The best responses so far have come in a portion of patients with triple-negative breast cancer, which primarily afflicts younger women and accounts for 15 for 20 percent of cases. Triple-negative tumors are the most likely type of breast tumor to be immunologically “inflamed,” or hot, says Emens, the lead investigator on the Roche IMPassion130 study that led to the Tecentriq approval.
No surprise, then, that drug makers have focused a majority of their immunotherapy resources on triple-negative disease.
But other than the landmark Tecentriq approval this March, the results have disappointed. Merck’s Keytruda is now a first-line option in lung cancer because a Keytruda-chemotherapy combination cut the risk of death in half compared to chemotherapy alone, and in a separate trial, Keytruda alone beat chemotherapy head to head. But Keytruda against chemotherapy in triple-negative breast cancer patients, in a study called Keynote-119, recently failed.
Perlmutter says Merck saw “a signal” of a benefit in those results and will present them at a future medical meeting. “It’s not that it’s bereft of effect,” Perlmutter says of Keytruda. “The question is how to maximize that benefit.”
Even the Tecentriq approval came with caveats.

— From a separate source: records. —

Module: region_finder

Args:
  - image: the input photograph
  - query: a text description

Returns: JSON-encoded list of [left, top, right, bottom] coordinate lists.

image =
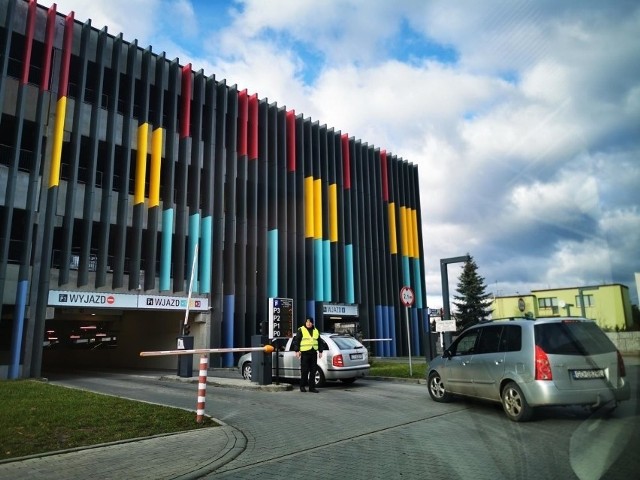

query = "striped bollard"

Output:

The FDA made a streamlined decision, but it must be confirmed through further tests. (The nod came after Tecentriq and chemotherapy held triple-negative tumors expressing PD-L1 in check for a median of 7.2 months, compared to 5.5 months for chemotherapy alone.)

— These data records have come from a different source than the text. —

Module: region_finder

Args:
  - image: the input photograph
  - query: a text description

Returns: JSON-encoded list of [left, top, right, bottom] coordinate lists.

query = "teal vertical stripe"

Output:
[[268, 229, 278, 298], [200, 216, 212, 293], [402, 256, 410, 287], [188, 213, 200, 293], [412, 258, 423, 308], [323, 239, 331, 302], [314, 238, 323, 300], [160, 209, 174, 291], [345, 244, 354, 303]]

Since then, more analysis has suggested that the combination extended patients’ lives, especially if their tumors have PD-L1. The results are “quite modest,” says Santa-Maria, but have at least helped immunotherapy “get its foot in the door” with breast cancer. More details are expected at ASCO. “We’re anxiously anticipating that,” Santa-Maria says.
The Tecentriq-chemotherapy combination is a herald of what’s to come, experts say. Monotherapy is “unlikely to work in a majority of [breast cancer] patients,” says Roche’s Husain. Multiple trials from Merck, Bristol-Myers, Roche, and others are focused on immunotherapy in combination with other drugs. The idea is to shake up the immune system in one way or another—from chemotherapy to radiation, vaccines, and other drugs—so that immunotherapy can do its work.

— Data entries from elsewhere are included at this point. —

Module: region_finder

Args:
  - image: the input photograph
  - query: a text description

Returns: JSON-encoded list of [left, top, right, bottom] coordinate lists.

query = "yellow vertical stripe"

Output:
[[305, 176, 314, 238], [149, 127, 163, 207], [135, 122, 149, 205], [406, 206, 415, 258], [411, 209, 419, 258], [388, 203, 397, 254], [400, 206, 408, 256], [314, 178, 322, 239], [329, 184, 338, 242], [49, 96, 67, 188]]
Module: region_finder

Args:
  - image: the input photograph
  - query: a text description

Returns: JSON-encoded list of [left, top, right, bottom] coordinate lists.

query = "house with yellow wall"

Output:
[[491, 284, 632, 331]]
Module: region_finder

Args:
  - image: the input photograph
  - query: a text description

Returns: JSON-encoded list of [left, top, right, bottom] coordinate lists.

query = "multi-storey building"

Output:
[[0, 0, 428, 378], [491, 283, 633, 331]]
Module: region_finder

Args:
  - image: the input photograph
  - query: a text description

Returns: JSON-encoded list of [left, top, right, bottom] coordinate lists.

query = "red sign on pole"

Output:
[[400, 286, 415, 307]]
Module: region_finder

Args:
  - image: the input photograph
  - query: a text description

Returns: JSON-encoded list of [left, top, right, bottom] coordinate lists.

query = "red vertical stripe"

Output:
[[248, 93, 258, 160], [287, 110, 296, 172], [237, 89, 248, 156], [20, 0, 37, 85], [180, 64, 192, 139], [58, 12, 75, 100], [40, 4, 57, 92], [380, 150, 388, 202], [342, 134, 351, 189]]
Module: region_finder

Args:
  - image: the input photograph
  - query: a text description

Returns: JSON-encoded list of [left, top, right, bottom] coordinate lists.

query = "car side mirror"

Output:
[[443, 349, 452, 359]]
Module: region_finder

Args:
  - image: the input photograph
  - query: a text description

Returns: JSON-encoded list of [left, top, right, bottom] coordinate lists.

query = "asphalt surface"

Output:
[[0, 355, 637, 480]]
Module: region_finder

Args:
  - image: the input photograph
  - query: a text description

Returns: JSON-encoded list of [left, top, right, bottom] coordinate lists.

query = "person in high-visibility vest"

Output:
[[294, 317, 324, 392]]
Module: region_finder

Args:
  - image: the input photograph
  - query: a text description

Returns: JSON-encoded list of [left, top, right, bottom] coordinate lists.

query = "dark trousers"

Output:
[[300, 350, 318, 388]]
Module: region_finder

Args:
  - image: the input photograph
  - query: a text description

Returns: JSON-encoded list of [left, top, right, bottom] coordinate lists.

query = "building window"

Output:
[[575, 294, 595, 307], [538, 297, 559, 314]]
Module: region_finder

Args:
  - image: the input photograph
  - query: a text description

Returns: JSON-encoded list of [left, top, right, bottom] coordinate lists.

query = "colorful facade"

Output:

One strategy experts are closely watching is to give immunotherapy before surgery to remove a tumor, what’s known as the neoadjuvant setting. “That’s a highly attractive setting for developing these drugs,” Emens says.
Cancers at this stage have “less heterogeneity,” Perlmutter says, meaning they might not yet have the wealth of genetic mutations that can shield them from attack. Huge bets are currently underway. Among them: Merck’s 1,174-patient Phase 3 study, Keynote-522, in triple-negative patients, which should produce results within a year, Perlmutter says. Similarly, Roche is testing Tecentriq as a neoadjuvant therapy in multiple studies in triple-negative breast cancer.
Further afield are combinations of checkpoint inhibitors and relatively new medicines, known as PARP inhibitors and CDK 4/6 inhibitors. Each may make tumors more susceptible to immunotherapy.
“There’s work to be done,” Santa-Maria says. “But there’s reason to be optimistic.”